KeyBanc Capital Markets upgraded Solvay (NYSE:SOLV) to Overweight from Sector Weight in its 2026 Medical Technology outlook, according to analyst Brett Fishbin. The firm framed the move within a broader shift in how investors should approach the medical technology sector, favoring individual stock selection now that the groupwide valuation edge has largely evaporated.
KeyBanc noted that the S&P 1500 Equipment and Supplies Index trades at about a 2% premium to the S&P 500 on a next-twelve-months price-to-earnings basis. That gap compares with a roughly 25% premium that the sector carried on average over the past five years, the research note said.
The firm said its confidence in the sustainability of positive MedTech trends into 2026 has increased. It pointed to encouraging fourth-quarter signals, referencing favorable preannouncements and positive commentary from early industry bellwethers Johnson & Johnson (NYSE:JNJ) and Abbott Laboratories (NYSE:ABT). KeyBanc's proprietary data also indicated that hospital procedure volumes improved in the second half of 2025, showing growth in the mid-single-digit to high-single-digit range.
On capital markets activity, KeyBanc highlighted that 2025 saw more M&A in medical technology than the prior three years both by deal value and number of transactions. The bank observed that 2026 opened with Boston Scientific's $15 billion purchase of Penumbra (NYSE:PEN), which it said points to a continuing active backdrop for potential additional deal flow.

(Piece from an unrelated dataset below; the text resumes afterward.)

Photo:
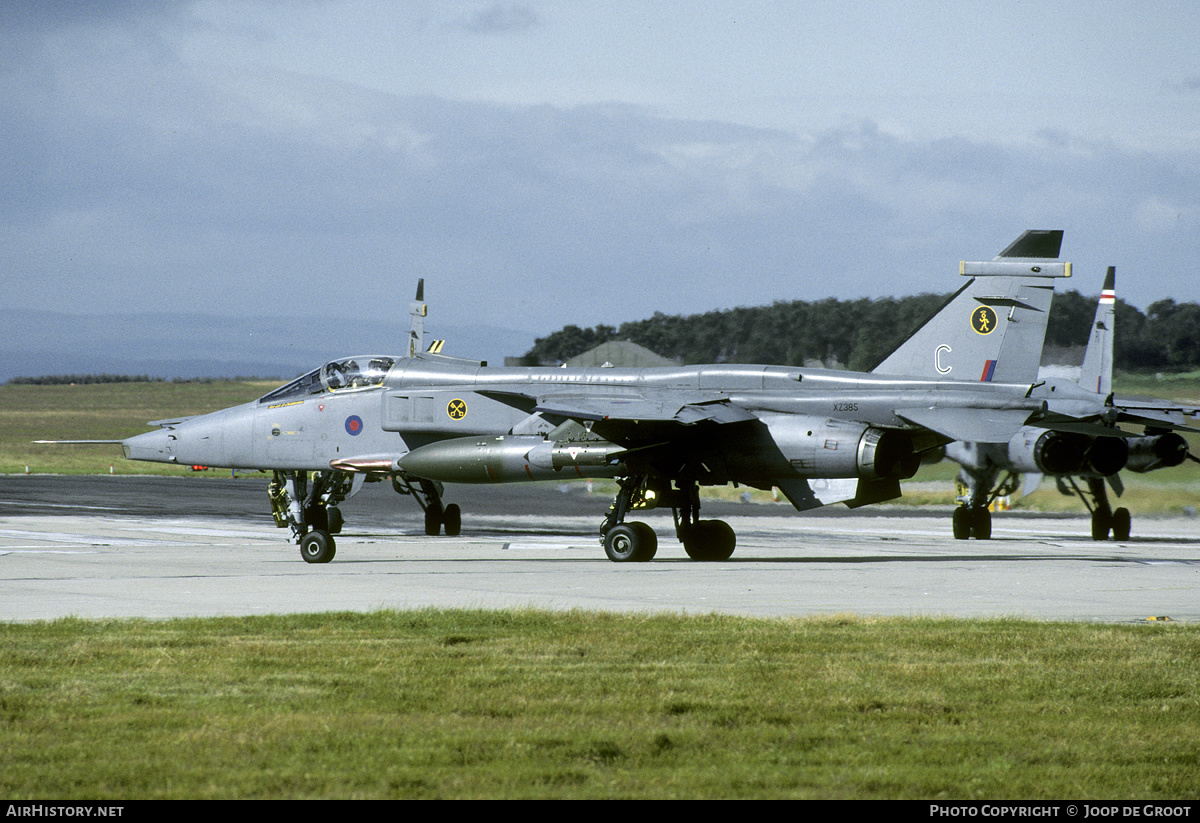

Alongside the Solvay upgrade, KeyBanc listed a set of names it views as top investment ideas for 2026. Those include LivaNova (NASDAQ:LIVN), ICU Medical (NASDAQ:ICUI), and STERIS (NYSE:STE). The note pointed out that several of these companies outperformed the broader medical technology sector during 2025.
Corporate leadership update
Separately, UFP Technologies disclosed a planned leadership transition. CEO R. Jeffrey Bailly will retire at the company’s annual meeting on June 4, 2026, concluding a 31-year tenure leading the business. Mitchell Rock, who currently serves as President, will succeed Bailly as CEO and will join the board of directors. To facilitate continuity, Bailly will remain involved as Executive Chairman for one year after his retirement.
Implications and context
KeyBanc’s note frames the current environment as one where sector-level valuation cushions have diminished, which it says elevates the importance of individual stock selection. The firm points to improving demand metrics and elevated M&A activity as the pillars of its constructive stance on select MedTech names heading into 2026.